Oldest confirmed cave art is a single red dot
2012 06 15
By Michael Marshall NewScientist.com
As cave art goes, it doesn’t look like much: a single red dot, hidden among a scatter of handprints and drawings of animals on the wall of El Castillo cave in northern Spain.
But this red dot is at least 40,800 years old, making it the oldest known piece of cave art in Europe. At that time modern humans had only just migrated out of Africa, raising a tantalising possibility: that the dot was drawn by a Neanderthal.

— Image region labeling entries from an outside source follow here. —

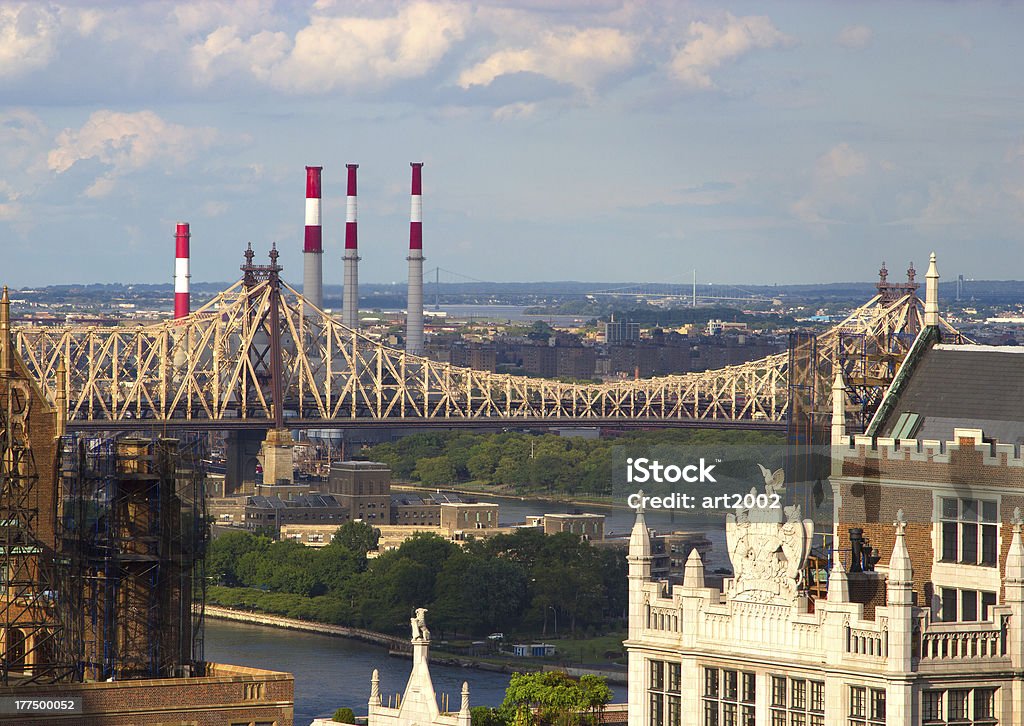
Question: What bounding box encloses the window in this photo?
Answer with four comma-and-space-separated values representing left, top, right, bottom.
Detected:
848, 686, 886, 726
770, 676, 825, 726
940, 588, 995, 623
703, 667, 757, 726
647, 660, 683, 726
921, 688, 998, 726
941, 497, 999, 567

If that’s the case, our extinct cousins may have had the rudiments of written language.
A hand stencil in El Castillo cave, Spain, has been dated to earlier than 37,300 years ago and a red dot to earlier than 40,600 years ago, making them the oldest cave paintings in Europe (Image: Pedro Saura)

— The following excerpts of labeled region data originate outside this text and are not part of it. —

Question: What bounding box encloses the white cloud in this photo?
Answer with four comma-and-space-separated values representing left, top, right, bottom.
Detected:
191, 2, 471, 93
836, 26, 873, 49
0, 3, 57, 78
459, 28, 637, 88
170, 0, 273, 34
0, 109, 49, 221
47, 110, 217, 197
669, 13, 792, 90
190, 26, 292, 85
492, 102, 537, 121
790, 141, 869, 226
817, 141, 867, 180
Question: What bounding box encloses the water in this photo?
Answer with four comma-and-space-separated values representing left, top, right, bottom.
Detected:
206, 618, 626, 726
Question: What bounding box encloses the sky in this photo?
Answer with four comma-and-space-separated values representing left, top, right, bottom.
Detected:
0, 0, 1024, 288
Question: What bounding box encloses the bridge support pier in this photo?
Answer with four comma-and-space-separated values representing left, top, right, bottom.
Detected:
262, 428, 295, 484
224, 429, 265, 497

While cave art is common throughout western Europe, the oldest dated examples are those in Chauvet cave in France, which have controversially been dated to between 35,000 and 30,000 years ago.
But many other pieces of cave art have never been dated. Standard radiocarbon dating only works when paintings were made using organic material like charcoal. Anything drawn with minerals like ochre, or just carved into the wall, can not be carbon dated.
Now, Alistair Pike of the University of Bristol, UK, and colleagues have come up with a partial solution that will put a minimum age on some previously un-datable paintings.
As water seeps through rock and dribbles over the cave surface, it leaves behind a thin layer of calcite. This contains radioactive uranium, which slowly decays into thorium at a known rate.
So, by measuring how much uranium has decayed into thorium, Pike figured he could determine the age of the calcite layer.
If the calcite overlays a painting, it will provide a minimum age for that art.
Although dramatic drawings of large animals tend to be the focus of attention, most cave art consists of simple symbols like the ones Pike studied. Nowell and her colleague Genevieve von Petzinger have found the same symbols drawn all over the world, so they may represent an early form of written language. Could this mean Neanderthals were able to write? Only the discovery of similar, but older symbols will say for sure.